密教の伝授・相承は師から弟子へ、木の枝が分かれていくように、現代から見るとゴチャゴチャになっている。しかし中世の人々はどの枝が傍系で、どこが太い幹なのかを見極めており、その中でも三宝院流は注目すべき一流である。
真言密教の系譜は小野流は聖宝(小野流)、益信(広沢流)の2派別れる。聖宝は空海の弟子真雅について16歳で出家し、元慶8年(884)東寺の源仁から伝法灌頂を受け、東密小野流開祖、のちに修験道中興の祖、東山派の祖と仰がれた。小野流はさらに後年、三宝院・理性院・金剛王院の醍醐三流に分かれるが、師資の伝授は師弟の間でなされるので、客観的な証明は難しい。しかし、その正統性は法流全体で時を経た上で是認される必要があった。

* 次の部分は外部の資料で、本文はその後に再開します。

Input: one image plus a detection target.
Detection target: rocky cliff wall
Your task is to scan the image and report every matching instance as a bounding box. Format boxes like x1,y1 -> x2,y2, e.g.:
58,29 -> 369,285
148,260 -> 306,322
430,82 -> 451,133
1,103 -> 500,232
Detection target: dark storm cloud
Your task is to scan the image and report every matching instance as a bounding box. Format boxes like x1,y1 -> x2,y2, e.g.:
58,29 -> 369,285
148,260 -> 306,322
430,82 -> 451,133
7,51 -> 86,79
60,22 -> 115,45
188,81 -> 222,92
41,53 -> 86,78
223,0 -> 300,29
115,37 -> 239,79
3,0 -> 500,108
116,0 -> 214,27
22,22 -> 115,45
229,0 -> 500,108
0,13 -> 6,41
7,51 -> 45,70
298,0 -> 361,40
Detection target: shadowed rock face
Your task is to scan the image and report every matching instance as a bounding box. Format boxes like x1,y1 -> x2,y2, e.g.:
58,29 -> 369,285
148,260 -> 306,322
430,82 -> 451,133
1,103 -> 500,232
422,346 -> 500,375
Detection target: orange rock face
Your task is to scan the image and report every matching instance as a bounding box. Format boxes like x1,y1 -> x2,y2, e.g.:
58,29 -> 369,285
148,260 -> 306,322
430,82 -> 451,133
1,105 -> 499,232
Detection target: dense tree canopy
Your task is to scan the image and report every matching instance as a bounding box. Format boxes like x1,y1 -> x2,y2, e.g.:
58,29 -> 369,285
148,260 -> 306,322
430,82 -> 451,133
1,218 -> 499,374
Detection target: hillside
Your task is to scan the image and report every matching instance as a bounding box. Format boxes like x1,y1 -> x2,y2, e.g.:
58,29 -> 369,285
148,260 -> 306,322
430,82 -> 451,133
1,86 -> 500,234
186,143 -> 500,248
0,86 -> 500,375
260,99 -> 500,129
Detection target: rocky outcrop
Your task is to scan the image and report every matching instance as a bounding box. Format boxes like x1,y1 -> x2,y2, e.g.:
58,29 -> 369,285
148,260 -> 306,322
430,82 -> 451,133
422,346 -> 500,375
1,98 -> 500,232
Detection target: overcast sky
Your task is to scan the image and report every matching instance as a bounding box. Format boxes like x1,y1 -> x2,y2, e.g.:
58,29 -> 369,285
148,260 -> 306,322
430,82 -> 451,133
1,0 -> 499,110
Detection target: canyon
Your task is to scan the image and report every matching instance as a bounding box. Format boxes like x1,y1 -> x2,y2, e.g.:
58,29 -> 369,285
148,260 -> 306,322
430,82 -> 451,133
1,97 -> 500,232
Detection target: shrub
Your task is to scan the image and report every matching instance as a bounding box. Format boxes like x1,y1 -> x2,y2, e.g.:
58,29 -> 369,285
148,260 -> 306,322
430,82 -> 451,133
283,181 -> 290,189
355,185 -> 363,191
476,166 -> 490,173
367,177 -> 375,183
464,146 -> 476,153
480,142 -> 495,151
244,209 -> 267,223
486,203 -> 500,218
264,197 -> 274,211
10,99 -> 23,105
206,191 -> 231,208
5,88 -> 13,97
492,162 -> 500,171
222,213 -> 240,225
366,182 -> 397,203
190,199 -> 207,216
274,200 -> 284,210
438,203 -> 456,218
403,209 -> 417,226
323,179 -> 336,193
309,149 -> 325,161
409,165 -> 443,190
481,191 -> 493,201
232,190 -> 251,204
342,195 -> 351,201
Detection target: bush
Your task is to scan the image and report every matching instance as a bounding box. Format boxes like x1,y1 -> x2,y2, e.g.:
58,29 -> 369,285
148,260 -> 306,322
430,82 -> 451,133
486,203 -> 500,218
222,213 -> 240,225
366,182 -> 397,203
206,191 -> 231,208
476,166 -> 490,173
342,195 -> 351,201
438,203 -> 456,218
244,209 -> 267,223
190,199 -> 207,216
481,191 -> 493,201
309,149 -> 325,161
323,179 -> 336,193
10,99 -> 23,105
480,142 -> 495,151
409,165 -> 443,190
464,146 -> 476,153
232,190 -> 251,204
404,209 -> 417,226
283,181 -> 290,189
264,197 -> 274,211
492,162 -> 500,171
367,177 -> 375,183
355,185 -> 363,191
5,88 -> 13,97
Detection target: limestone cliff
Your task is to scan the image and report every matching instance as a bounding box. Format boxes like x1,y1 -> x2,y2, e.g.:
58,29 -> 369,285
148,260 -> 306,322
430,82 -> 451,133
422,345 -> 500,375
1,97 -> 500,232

三宝院流は突出して『遍口抄』『石室』『纂元面授』などの多くの説話性の高い偽書が生成されたが、3書は「須秘口決事」に影響を受け、教学的な考察が盛んであったともいえる。偽書や立川流の異端を指摘することで自己の正統性を主張するという面もある。
三宝院流は院政期から鎌倉時代に偽書・偽文書が果たした役割が大きかった。偽書・偽文書によって発展した流派はいかがわしいもので、真正な文書によって立たない宗教はいかがわしい、という発想になるのが現代人の考え方になるが、それを受容した中世と現代とでは「真実としての語り」と「事実としての歴史」とのバランスが異なる。